O acesso à internet na primeira infância mais do que dobrou no Brasil em menos de uma década, passando de 11% em 2015 para 23% em 2024. O dado faz parte do estudo Proteção à primeira infância entre telas e mídias digitais, publicado pelo Núcleo Ciência Pela Infância (NCPI) e divulgado nesta terça-feira (17).
O levantamento mostra que a exposição às telas começa cada vez mais cedo: quase metade (44%) dos bebês de até 2 anos já tem acesso à internet, percentual que sobe para 71% entre crianças de 3 a 5 anos.
A publicação reforça que a Sociedade Brasileira de Pediatria não recomenda o uso de telas para crianças menores de 2 anos. Para a faixa etária entre 2 e 5 anos, a orientação é limitar o tempo a, no máximo, uma hora por dia, sempre com supervisão de um adulto responsável.
Desigualdade social amplia exposição
O estudo aponta que a desigualdade social tem impacto direto sobre o tempo de exposição às telas. Segundo a pesquisa, 69% das crianças de famílias de baixa renda são expostas a um tempo excessivo diante de dispositivos digitais.
Quanto menor a renda familiar, maiores as chances de as telas substituírem o convívio, o brincar e a interação presencial, fatores considerados essenciais para o desenvolvimento infantil.
Uma das coordenadoras da publicação, a professora associada sênior da Universidade de São Paulo (USP) de Ribeirão Preto, Maria Beatriz Linhares, afirma que “o tempo excessivo de tela na primeira infância, especialmente entre crianças de famílias de baixa renda, revela um contexto de sobrecarga e falta de apoio às famílias”.
“A ciência é clara: sem interação humana, sem brincar e sem presença, as crianças perdem oportunidades essenciais para desenvolver linguagem, vínculos afetivos, regulação emocional e habilidades sociais”, complementa.
Os resultados dialogam com a pesquisa Panorama da Primeira Infância: O que o Brasil sabe, vive e pensa sobre os primeiros seis anos de vida, da Fundação Maria Cecilia Souto Vidigal. O estudo ouviu 822 cuidadores de crianças de 0 a 6 anos e revelou que 78% das crianças de 0 a 3 anos estão expostas às telas diariamente, apesar de os responsáveis reconhecerem a importância de impor limites.

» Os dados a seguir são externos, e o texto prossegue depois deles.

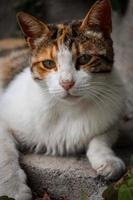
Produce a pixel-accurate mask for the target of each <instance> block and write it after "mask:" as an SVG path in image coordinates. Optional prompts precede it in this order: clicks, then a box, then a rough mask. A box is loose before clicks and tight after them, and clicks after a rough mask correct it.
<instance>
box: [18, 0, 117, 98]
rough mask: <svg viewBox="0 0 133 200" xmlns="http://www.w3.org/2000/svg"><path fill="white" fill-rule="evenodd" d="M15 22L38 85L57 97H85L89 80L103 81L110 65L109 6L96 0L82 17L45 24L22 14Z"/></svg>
mask: <svg viewBox="0 0 133 200" xmlns="http://www.w3.org/2000/svg"><path fill="white" fill-rule="evenodd" d="M18 20H19V24H20V26H21V28H22V31H23V33H24V35H25V36H26V40H27V42H28V45H29V47H30V49H31V63H32V65H31V71H32V75H33V78H34V79H35V80H37V81H38V82H39V84H40V85H41V86H42V89H43V90H44V91H45V92H46V93H49V94H50V95H52V96H53V97H55V98H57V99H60V100H61V99H63V100H67V101H69V100H73V99H74V101H75V99H80V98H82V97H85V96H86V94H87V92H88V90H90V91H91V90H92V83H93V85H95V87H96V86H97V84H94V83H96V82H97V83H98V80H100V81H101V80H102V82H103V83H104V82H105V80H106V76H107V74H110V73H111V70H112V65H113V48H112V40H111V38H110V34H111V6H110V3H109V1H108V0H99V1H97V2H96V3H95V4H94V6H93V7H92V8H91V9H90V11H89V12H88V14H87V16H86V17H85V19H84V20H83V21H78V22H73V23H72V24H58V25H46V24H44V23H42V22H41V21H38V20H37V19H36V18H34V17H32V16H30V15H28V14H26V13H22V12H21V13H19V14H18Z"/></svg>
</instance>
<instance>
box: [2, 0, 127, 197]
mask: <svg viewBox="0 0 133 200" xmlns="http://www.w3.org/2000/svg"><path fill="white" fill-rule="evenodd" d="M17 19H18V22H19V25H20V27H21V30H22V32H23V34H24V36H25V39H26V41H27V44H28V46H29V49H30V63H31V64H30V66H27V67H26V68H25V69H24V70H23V71H22V72H20V73H19V74H18V75H17V76H15V77H14V78H13V80H11V81H10V83H8V85H7V87H6V88H5V89H4V91H3V92H2V94H1V98H0V111H1V113H0V152H1V154H0V196H2V195H8V196H10V197H13V198H15V199H16V200H29V199H31V197H32V195H31V190H30V188H29V187H28V186H27V185H26V175H25V173H24V171H23V170H22V169H21V167H20V165H19V151H18V147H19V146H23V145H26V146H27V147H29V149H31V150H32V151H33V152H35V153H39V152H41V151H42V150H43V152H44V155H60V156H63V155H75V154H77V153H78V152H81V151H83V150H85V152H86V156H87V158H88V160H89V162H90V164H91V166H92V168H94V169H95V170H96V172H97V174H98V175H101V176H104V177H105V179H113V178H117V177H119V176H121V174H122V173H123V171H124V170H125V164H124V162H123V161H122V160H121V159H120V158H118V157H117V156H116V155H115V154H114V152H113V150H112V149H111V147H112V145H113V144H114V143H115V142H116V140H117V137H118V130H117V128H118V123H119V119H120V118H121V115H122V110H123V107H124V87H123V83H122V81H121V79H120V77H119V75H118V73H117V71H116V69H115V67H114V66H113V63H114V54H113V44H112V39H111V31H112V22H111V5H110V2H109V0H98V1H97V2H96V3H95V4H94V5H93V6H92V7H91V9H90V10H89V12H88V13H87V15H86V17H85V18H84V19H83V20H81V21H75V22H72V23H71V24H67V23H65V24H58V25H48V24H46V23H43V22H41V21H39V20H38V19H36V18H35V17H33V16H31V15H29V14H27V13H24V12H20V13H18V15H17Z"/></svg>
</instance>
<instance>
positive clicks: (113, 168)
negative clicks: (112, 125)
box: [87, 131, 125, 179]
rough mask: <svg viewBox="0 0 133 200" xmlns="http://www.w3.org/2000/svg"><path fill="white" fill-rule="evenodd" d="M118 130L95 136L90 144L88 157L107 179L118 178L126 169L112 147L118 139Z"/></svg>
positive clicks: (105, 177) (93, 163) (121, 174)
mask: <svg viewBox="0 0 133 200" xmlns="http://www.w3.org/2000/svg"><path fill="white" fill-rule="evenodd" d="M117 135H118V134H117V131H110V132H108V133H106V134H103V135H99V136H95V137H94V138H93V139H92V140H91V141H90V144H89V147H88V151H87V157H88V158H89V161H90V163H91V165H92V167H93V168H94V169H95V170H96V171H97V174H98V175H101V176H104V177H105V178H106V179H117V178H119V177H120V176H121V175H122V173H123V172H124V170H125V164H124V163H123V161H122V160H121V159H120V158H118V157H117V156H116V155H115V154H114V152H113V151H112V149H111V146H112V145H113V144H114V142H115V141H116V137H117Z"/></svg>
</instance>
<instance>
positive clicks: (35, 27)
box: [17, 12, 50, 49]
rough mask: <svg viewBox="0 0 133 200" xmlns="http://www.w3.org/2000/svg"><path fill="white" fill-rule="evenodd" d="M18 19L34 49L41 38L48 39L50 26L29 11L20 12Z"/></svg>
mask: <svg viewBox="0 0 133 200" xmlns="http://www.w3.org/2000/svg"><path fill="white" fill-rule="evenodd" d="M17 20H18V23H19V25H20V28H21V30H22V32H23V34H24V36H25V38H26V41H27V42H28V45H29V46H30V47H31V48H32V49H34V48H35V46H36V45H37V41H39V39H40V38H43V39H46V40H47V39H48V37H49V36H50V31H49V28H48V26H47V25H46V24H44V23H43V22H41V21H39V20H38V19H36V18H35V17H33V16H31V15H29V14H27V13H24V12H19V13H18V14H17Z"/></svg>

Impactos no desenvolvimento cerebral
De acordo com o material divulgado pelo NCPI, o uso intenso de mídias digitais está associado a alterações na anatomia do cérebro, com possíveis prejuízos ao processamento visual e a funções cognitivas como atenção voluntária, reconhecimento de letras e cognição social.

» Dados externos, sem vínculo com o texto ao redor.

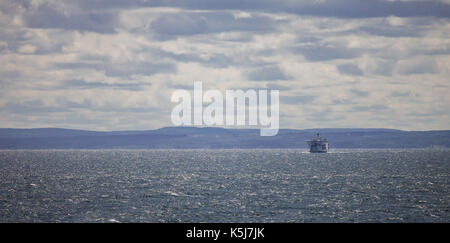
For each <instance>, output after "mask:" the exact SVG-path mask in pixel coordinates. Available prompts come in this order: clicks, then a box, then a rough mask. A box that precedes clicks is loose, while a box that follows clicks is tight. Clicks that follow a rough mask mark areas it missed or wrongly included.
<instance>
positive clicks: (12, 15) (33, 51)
mask: <svg viewBox="0 0 450 243" xmlns="http://www.w3.org/2000/svg"><path fill="white" fill-rule="evenodd" d="M449 19H450V1H449V0H441V1H438V0H435V1H433V0H417V1H412V0H371V1H366V0H315V1H312V0H310V1H301V0H296V1H294V0H278V1H267V0H226V1H212V0H185V1H178V0H173V1H153V0H149V1H145V0H129V1H119V0H80V1H62V0H61V1H58V0H48V1H45V0H31V1H28V0H2V1H0V63H1V65H0V127H14V128H31V127H61V128H76V129H90V130H143V129H155V128H159V127H163V126H171V121H170V113H171V110H172V108H173V107H174V106H175V104H173V103H171V102H170V96H171V94H172V92H173V91H174V90H176V89H179V88H183V89H192V88H193V82H194V81H202V82H203V88H204V89H205V90H206V89H219V90H225V89H267V88H268V89H277V90H280V126H281V128H298V129H303V128H317V127H328V128H334V127H360V128H366V127H367V128H369V127H370V128H381V127H383V128H397V129H404V130H434V129H450V97H449V96H450V21H449Z"/></svg>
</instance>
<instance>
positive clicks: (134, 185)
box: [0, 149, 450, 222]
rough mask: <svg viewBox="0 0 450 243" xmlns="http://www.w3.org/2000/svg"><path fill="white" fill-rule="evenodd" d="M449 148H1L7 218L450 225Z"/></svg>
mask: <svg viewBox="0 0 450 243" xmlns="http://www.w3.org/2000/svg"><path fill="white" fill-rule="evenodd" d="M449 180H450V150H335V151H332V152H331V153H328V154H309V153H306V152H305V151H304V150H288V149H285V150H19V151H0V222H450V193H449V185H450V181H449Z"/></svg>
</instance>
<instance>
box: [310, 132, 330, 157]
mask: <svg viewBox="0 0 450 243" xmlns="http://www.w3.org/2000/svg"><path fill="white" fill-rule="evenodd" d="M306 143H307V144H308V150H309V152H310V153H326V152H328V140H327V139H326V138H323V137H321V136H320V135H319V133H317V134H316V137H313V138H311V139H310V140H308V141H306Z"/></svg>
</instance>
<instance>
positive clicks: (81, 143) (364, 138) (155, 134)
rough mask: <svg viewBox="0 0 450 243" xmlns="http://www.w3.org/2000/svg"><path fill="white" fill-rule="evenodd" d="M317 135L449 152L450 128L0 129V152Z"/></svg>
mask: <svg viewBox="0 0 450 243" xmlns="http://www.w3.org/2000/svg"><path fill="white" fill-rule="evenodd" d="M317 132H318V133H320V134H321V135H323V136H324V137H326V138H327V139H328V140H329V141H330V148H430V147H442V148H450V131H449V130H443V131H402V130H394V129H372V128H363V129H361V128H348V129H347V128H339V129H337V128H323V129H305V130H296V129H281V130H280V131H279V133H278V135H277V136H273V137H261V136H259V129H225V128H215V127H205V128H200V127H164V128H160V129H156V130H147V131H112V132H98V131H85V130H72V129H61V128H33V129H13V128H0V149H102V148H109V149H111V148H139V149H147V148H161V149H171V148H180V149H188V148H209V149H221V148H243V149H251V148H306V143H305V141H306V140H308V139H309V138H311V137H312V136H314V135H315V134H316V133H317Z"/></svg>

A professora Maria Thereza Souza, do departamento de Psicologia da Aprendizagem, do Desenvolvimento e da Personalidade da Universidade de São Paulo (USP), explica que a qualidade do conteúdo e o uso passivo e excessivo das telas afetam áreas cerebrais relacionadas à linguagem, à regulação das emoções e ao controle de impulsos.

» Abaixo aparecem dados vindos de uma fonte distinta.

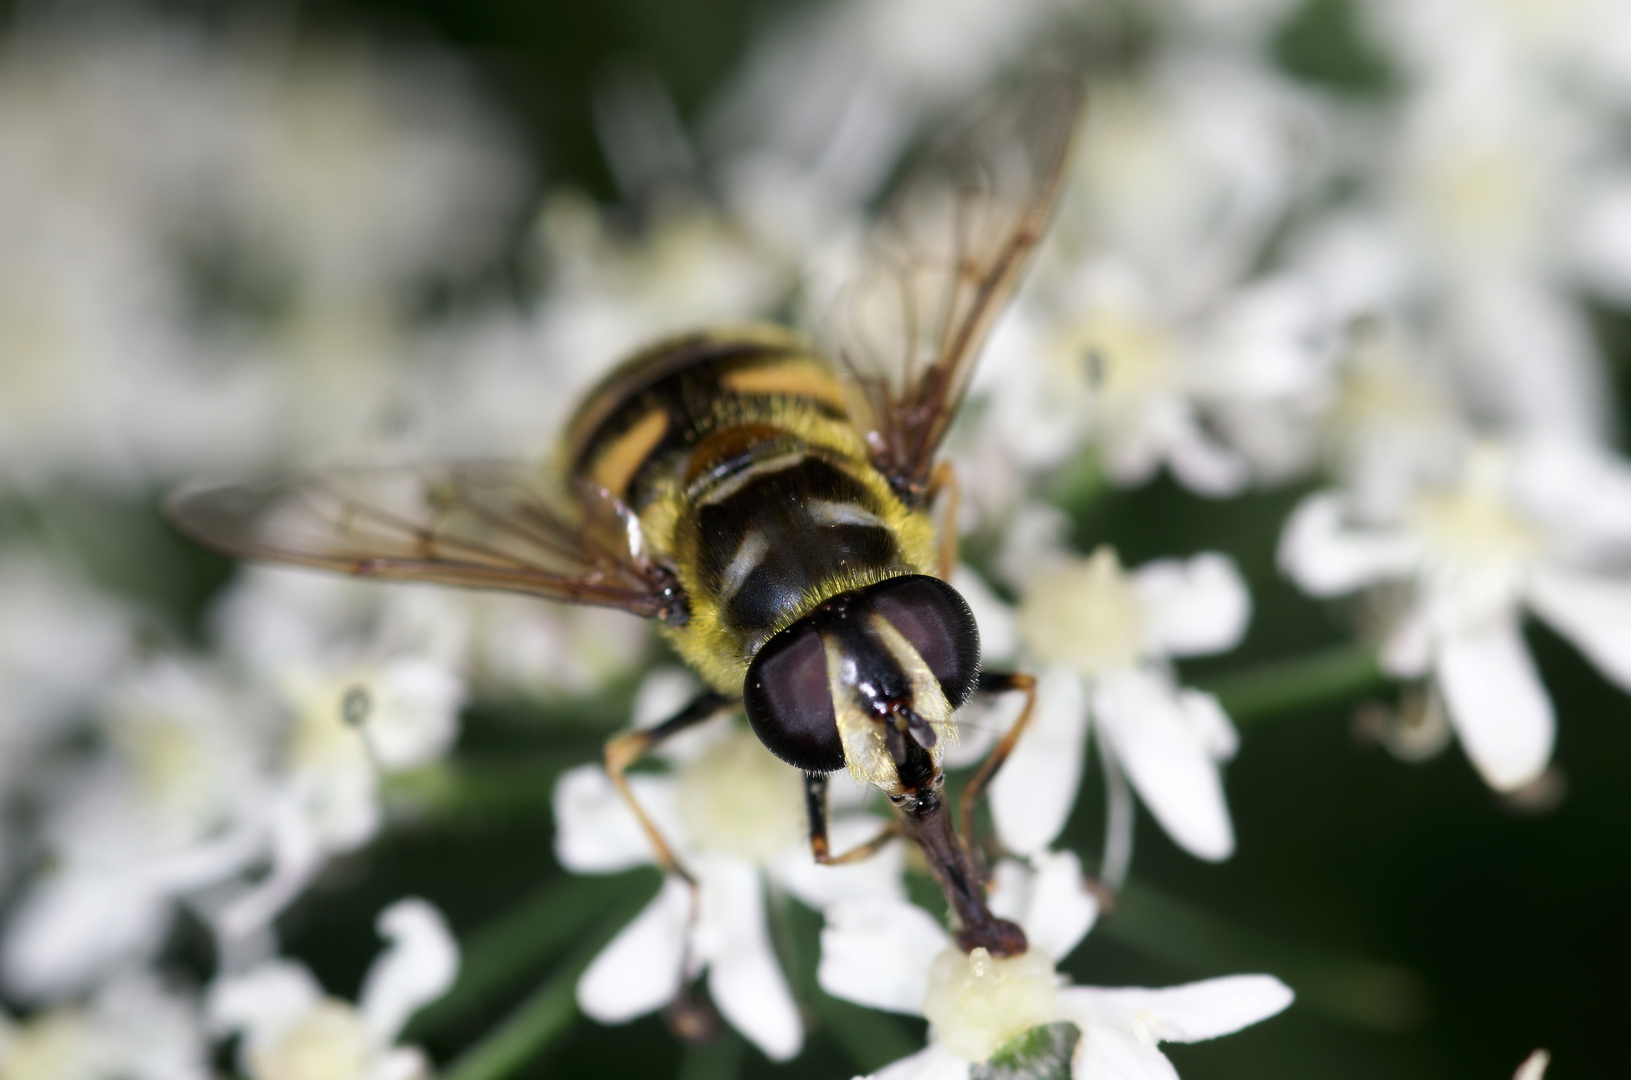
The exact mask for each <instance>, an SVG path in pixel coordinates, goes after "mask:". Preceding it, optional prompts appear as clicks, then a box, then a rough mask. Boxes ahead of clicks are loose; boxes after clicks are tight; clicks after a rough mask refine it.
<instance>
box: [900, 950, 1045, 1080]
mask: <svg viewBox="0 0 1631 1080" xmlns="http://www.w3.org/2000/svg"><path fill="white" fill-rule="evenodd" d="M1057 997H1059V992H1057V989H1055V979H1054V963H1052V961H1050V959H1049V958H1047V956H1045V954H1042V953H1041V951H1039V949H1031V951H1029V953H1021V954H1019V956H1006V958H1000V959H998V958H993V956H992V954H990V953H987V951H985V949H982V948H979V949H974V951H972V953H969V954H964V953H962V949H957V948H949V949H946V951H944V953H941V954H939V956H936V958H935V963H933V964H931V966H930V969H928V990H926V992H925V994H923V1015H925V1016H926V1018H928V1021H930V1023H931V1025H935V1033H936V1036H938V1038H939V1042H941V1046H944V1047H946V1049H948V1051H951V1052H953V1054H956V1056H957V1057H962V1059H964V1060H970V1062H983V1060H985V1059H988V1057H990V1056H992V1054H995V1052H997V1051H998V1047H1001V1046H1003V1044H1006V1042H1008V1041H1011V1039H1014V1038H1018V1036H1021V1034H1024V1033H1026V1031H1029V1029H1031V1028H1036V1026H1037V1025H1045V1023H1049V1021H1050V1020H1054V1015H1055V1010H1057Z"/></svg>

“A exposição a conteúdos inapropriados, assim como o uso passivo de telas sem linguagem adequada, podem acarretar prejuízos ao desenvolvimento. Até mesmo desenhos animados podem estar associados a problemas de atenção em crianças entre 3 e 6 anos”, afirma.
O estudo também alerta para os riscos da exposição a conteúdos violentos. Esse tipo de material pode reduzir a atividade de estruturas cerebrais responsáveis pela regulação do comportamento hostil e aumentar a ativação de áreas ligadas à execução de planos agressivos.
Videogames violentos e conteúdos semelhantes estão associados a maior risco de comportamentos hostis, dessensibilização à violência, ansiedade, depressão, pesadelos e maior aceitação da violência como forma de resolução de conflitos.